Las Vegas Sun

April 26, 2024

Rioting led to changes in West Las Vegas

April 30, 1992: "Hell on the streets" of West Las Vegas breaks out the day after the Rodney King verdicts are read in Los Angeles.

Five years later, it's changed the way Metro Police and city officials do business in the mostly black area of Las Vegas. It has also prompted the creation of a tutoring, job placement and boxing center for disadvantaged youths. And it has caused the formation of the Community Peace committee to make sure it doesn't happen again.

"Our goal five years ago was to defuse the myth and all of the rumors flying around that the West Las Vegas community was going to erupt into violence again after the second Rodney King verdict," said Elgin Simpson, chairman and one of the founders of the committee.

"The plan was, 'You are going to treat people like human beings.' That was Community Peace's plan. That was my plan. We made sure the area didn't erupt into violence."

The day the first Rodney King verdicts were read, residents from West Las Vegas began marching from their neighborhoods to downtown. But they were stopped by Metro Police. Then the streets were barricaded in West Las Vegas so they couldn't march downtown. That's why the fighting and rioting began, according to Simpson.

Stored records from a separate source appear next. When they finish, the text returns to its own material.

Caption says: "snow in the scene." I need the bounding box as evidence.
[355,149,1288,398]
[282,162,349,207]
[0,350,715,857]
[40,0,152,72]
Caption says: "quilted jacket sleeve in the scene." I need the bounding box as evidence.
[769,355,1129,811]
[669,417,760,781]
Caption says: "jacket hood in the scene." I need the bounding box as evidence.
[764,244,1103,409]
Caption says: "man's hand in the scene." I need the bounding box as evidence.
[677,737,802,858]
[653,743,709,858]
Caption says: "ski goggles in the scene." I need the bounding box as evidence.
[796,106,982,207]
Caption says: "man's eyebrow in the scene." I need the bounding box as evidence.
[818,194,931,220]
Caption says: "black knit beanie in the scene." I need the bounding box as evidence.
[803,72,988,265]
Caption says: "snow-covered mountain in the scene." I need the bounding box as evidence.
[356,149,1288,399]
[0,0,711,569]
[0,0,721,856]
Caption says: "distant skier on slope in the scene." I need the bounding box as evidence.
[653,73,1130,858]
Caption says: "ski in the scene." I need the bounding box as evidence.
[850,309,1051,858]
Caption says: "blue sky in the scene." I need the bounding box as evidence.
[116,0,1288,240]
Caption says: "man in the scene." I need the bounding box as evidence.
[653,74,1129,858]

One Metro officer later described the scene as "Hell on the streets."

"It was a peaceful march," Simpson said. "Police got wind of it and cut them off at Bonanza and Main and said, 'You can't come downtown and march.' And from that point on it erupted into a big mess."

Metro officials defended their actions, saying the "peaceful march was not," said Capt. Carl Fruge. "We took action after violence had already occurred along the route. Everything Metro Police did was to preserve lives and protect property."

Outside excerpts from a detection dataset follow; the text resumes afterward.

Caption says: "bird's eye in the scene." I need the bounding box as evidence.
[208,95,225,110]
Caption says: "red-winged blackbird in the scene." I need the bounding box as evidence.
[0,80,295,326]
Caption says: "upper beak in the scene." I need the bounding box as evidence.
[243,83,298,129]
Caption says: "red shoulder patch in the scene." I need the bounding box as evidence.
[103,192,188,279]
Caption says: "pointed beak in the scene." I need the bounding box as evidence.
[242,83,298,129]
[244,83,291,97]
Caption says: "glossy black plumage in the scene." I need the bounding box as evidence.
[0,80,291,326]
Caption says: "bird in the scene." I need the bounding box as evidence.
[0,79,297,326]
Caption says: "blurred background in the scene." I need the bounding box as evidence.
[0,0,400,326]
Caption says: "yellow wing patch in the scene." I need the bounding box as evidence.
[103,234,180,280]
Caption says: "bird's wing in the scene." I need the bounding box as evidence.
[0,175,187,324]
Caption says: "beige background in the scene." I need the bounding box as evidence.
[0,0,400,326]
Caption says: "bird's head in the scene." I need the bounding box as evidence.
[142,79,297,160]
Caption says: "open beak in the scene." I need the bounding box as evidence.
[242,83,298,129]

In West Las Vegas, buildings were torched and hundreds of people looted neighborhood stores. Nucleus Plaza, a shopping center and office building on Owens Avenue, burned down. Two people died during the riots.

After the first verdict, police here geared up for a riot to break out over the second verdicts. Metro Police bought special riot gear, including steel-reinforced helmets, and stepped up crowd control and riot training for several hundred officers.

"The media and law enforcement were running around talking about how the police department was outgunned and outmanned and unprepared for the first riot and that they wouldn't be the second time," Simpson said.

"Police were shown on TV getting prepared to pick off our black youth. I said it wouldn't happen, and set out to show them that it wouldn't happen. They were going about their everyday life. Rodney King was just the catalyst in the sense that they were protesting the unjustness of the verdict and they got cordoned off and told they couldn't leave West Las Vegas."

In the months following, politicians and community leaders worked to deal with problems that had been simmering for decades. Half a dozen groups and committees formed, from grass-roots organizations with no budgets to those engineered with high-dollar projects backed by sports stars such as boxer Sugar Ray Leonard and basketball legend Magic Johnson.

From the main committee, the Mayor's Multi-Jurisdictional Community Empowerment Commission, four or five subcommittees were formed.

A middle school was reopened in West Las Vegas, Bank of America opened a small branch on Martin Luther King Boulevard and Bonanza Road and a Vons supermarket and shopping center opened on Owens Avenue.

"The committees did help," said Mayor Jan Laverty Jones. "I think the riots raised everyone's awareness about a problem that had been there and that no one was doing anything about. People said, 'Pay attention,' and we did."

For Mujahid Ramadan, the riots were the catalyst for creation of a five-year job placement plan called Nevada Partners. It now has a $2.6 million center at 710 W. Lake Mead Blvd.

Nevada Partners "is the monumental contribution from the Rodney King riots," Ramadan said. "The outcome of the Rodney King verdict, which was negative, turned out to be positive here. ... This is the silver in the dark cloud."